Germany to formally recognize Yazidi genocide by ISIS

Lawmakers in Germany are planning to formally recognize the genocide of Yazidis, an ancient religious group, by the Islamic State (ISIS) in 2014. The motion is likely to pass through the country’s legislative body as early as next week.

It would follow the United Nations, the European Parliament, Armenia, Britain, Scotland, Australia, Canada, and the United States in officially recognizing the crimes ISIS committed in and around Iraq’s Sinjar (Shingal) region against Yazidis as a genocide.

“By recognizing these Islamist crimes as genocide, we are giving the survivors a voice and supporting them in their fight for historical justice,” says Derya Turk-Nachbaur, a lawmaker with the governing center-left Social Democrats (SPD).

The motion is supported by the governing SPD party and its two junior coalition partners – the neoliberal Free Democrats and the Greens – as well as the main opposition party, the Christian Democrats, and thus likely to pass.

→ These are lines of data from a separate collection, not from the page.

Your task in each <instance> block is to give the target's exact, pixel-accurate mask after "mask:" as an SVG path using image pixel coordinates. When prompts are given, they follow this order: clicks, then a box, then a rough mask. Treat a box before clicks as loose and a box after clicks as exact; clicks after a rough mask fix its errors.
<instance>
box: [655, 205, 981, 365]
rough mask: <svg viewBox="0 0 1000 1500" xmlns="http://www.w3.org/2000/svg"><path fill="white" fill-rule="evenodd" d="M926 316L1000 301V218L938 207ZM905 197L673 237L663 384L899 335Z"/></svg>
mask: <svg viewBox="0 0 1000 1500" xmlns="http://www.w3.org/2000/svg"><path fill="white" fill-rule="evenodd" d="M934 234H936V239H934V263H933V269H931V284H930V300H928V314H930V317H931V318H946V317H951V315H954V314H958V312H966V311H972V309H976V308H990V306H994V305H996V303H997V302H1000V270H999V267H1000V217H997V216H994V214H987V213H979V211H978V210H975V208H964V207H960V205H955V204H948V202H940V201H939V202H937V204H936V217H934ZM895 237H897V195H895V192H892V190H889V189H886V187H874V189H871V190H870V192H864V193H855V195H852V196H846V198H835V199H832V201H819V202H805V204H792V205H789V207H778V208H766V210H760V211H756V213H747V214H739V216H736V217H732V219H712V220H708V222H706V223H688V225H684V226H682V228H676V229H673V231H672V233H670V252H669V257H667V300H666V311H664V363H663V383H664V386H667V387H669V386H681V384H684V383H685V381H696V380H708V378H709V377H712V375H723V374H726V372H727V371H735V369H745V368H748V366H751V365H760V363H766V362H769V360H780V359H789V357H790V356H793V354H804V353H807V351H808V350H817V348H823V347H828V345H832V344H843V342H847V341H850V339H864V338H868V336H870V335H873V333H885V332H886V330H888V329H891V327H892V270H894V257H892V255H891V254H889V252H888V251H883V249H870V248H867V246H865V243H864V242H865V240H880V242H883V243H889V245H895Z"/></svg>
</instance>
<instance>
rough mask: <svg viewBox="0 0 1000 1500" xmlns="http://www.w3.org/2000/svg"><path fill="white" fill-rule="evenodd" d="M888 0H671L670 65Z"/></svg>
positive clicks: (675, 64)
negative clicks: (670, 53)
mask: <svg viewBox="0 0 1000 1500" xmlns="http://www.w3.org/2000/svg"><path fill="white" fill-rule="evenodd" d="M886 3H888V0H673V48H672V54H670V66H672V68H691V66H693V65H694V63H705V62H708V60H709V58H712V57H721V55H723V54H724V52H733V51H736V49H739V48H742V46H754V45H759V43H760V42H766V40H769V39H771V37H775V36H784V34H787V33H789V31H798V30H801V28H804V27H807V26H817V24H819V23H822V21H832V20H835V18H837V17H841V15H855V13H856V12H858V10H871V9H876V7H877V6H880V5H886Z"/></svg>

Germany is home to the largest Yazidi diaspora, with around 150.000 believers living in the country in 2016, thanks in part to special initiatives targeting the survivors of ISIS’ 2014 genocide for relocation in Germany.

During ISIS’ assault on the Yazidi-majority Sinjar region of Iraq in 2014, the group murdered thousands of men, while women and children were kidnapped and enslaved in an effort to wipe out the ancient religious group.

German courts previously tried ISIS returnees for the crimes they committed in Syria and Iraq, including against Yazidis. Currently, a German woman is on trial for accessory to genocide, among other crimes, at the high court in Koblenz. She is accused of having enslaved and abused a Yazidi woman over several years.

Observers believe that a formal recognition of the 2014 genocide could help efforts to prosecute ISIS returnees.